Abstract
We consider the transport of vapour caused by the evaporation of a thin, axisymmetric, partially wetting drop into an inert gas. We take kinetic effects into account through a linear constitutive law that states that the mass flux through the drop surface is proportional to the difference between the vapour concentration in equilibrium and that at the interface. Provided that the vapour concentration is finite, our model leads to a finite mass flux in contrast to the contact-line singularity in the mass flux that is observed in more standard models that neglect kinetic effects. We perform a local analysis near the contact line to investigate the way in which kinetic effects regularize the mass-flux singularity at the contact line. An explicit expression is derived for the mass flux through the free surface of the drop. A matched-asymptotic analysis is used to further investigate the regularization of the mass-flux singularity in the physically relevant regime in which the kinetic timescale is much smaller than the diffusive one. We find that the effect of kinetics is limited to an inner region near the contact line, in which kinetic effects enter at leading order and regularize the mass-flux singularity.
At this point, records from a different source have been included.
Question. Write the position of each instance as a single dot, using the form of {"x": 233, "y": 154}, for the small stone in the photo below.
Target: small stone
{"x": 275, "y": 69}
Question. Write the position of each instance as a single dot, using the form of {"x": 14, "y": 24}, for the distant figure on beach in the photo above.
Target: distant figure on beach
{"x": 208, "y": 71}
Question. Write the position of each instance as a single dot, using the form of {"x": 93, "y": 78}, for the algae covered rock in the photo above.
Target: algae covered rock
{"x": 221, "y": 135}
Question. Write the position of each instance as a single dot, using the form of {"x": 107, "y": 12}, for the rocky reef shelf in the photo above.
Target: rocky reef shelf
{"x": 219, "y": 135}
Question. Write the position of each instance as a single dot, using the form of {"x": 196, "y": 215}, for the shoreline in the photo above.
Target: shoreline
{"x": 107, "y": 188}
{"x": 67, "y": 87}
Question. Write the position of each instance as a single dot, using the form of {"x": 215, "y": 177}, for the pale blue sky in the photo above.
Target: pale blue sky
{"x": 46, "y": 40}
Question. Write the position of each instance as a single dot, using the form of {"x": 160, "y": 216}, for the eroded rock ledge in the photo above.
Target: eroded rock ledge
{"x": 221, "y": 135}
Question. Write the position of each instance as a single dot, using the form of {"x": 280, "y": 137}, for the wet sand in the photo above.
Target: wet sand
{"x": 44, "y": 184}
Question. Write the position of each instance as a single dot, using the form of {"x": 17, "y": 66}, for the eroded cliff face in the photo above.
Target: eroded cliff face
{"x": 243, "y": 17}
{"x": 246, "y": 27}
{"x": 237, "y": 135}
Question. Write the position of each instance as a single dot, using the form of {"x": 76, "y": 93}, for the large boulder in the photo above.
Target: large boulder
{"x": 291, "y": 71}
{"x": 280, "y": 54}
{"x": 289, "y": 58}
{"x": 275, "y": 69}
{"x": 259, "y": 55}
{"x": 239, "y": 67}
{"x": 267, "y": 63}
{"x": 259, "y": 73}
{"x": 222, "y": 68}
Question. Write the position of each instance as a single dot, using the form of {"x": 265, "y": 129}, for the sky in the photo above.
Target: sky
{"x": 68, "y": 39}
The inner problem is solved explicitly using the Wiener–Hopf method and a uniformly valid composite expansion is derived for the mass flux in this asymptotic limit.
Highlights
The evaporation of a liquid drop on a solid substrate has many important biomedical, geophysical, and industrial applications
We find that there is an outer region away from the contact line where the equilibrium assumption is recovered from our constitutive law and an inner region near the contact line where kinetic effects regularize the mass-flux singularity
We note the physical significance of two extreme cases: Pek = 0 corresponds to the case of no mass transfer, while Pek = ∞ corresponds to the case in which the vapour immediately above the free surface is at thermodynamic equilibrium, so that c = 1 on z = 0, 0 ≤ r < 1
Summary
The evaporation of a liquid drop on a solid substrate has many important biomedical, geophysical, and industrial applications. For a constant equilibrium vapour concentration, a kinetics-based model has the major advantage that, to leading order in the thin-film limit, the vapour transport problem depends on the liquid flow solely through the geometry of the contact set (and not through the drop thickness). We shall exploit the simplicity of a kinetics-based model with a constant equilibrium vapour concentration to perform a mathematical analysis of the model and investigate the way in which kinetic effects regularize the mass-flux singularity Another possible constitutive law for the equilibrium vapour concentration is Kelvin’s equation; this takes into account the variation in vapour pressure due to the curvature of the liquid–gas interface [22]. We adopt a linear, kinetics-based constitutive law for the mass flux across the liquid–gas interface, inspired by the Hertz–Knudsen relation (2); we assume that the equilibrium vapour concentration is constant.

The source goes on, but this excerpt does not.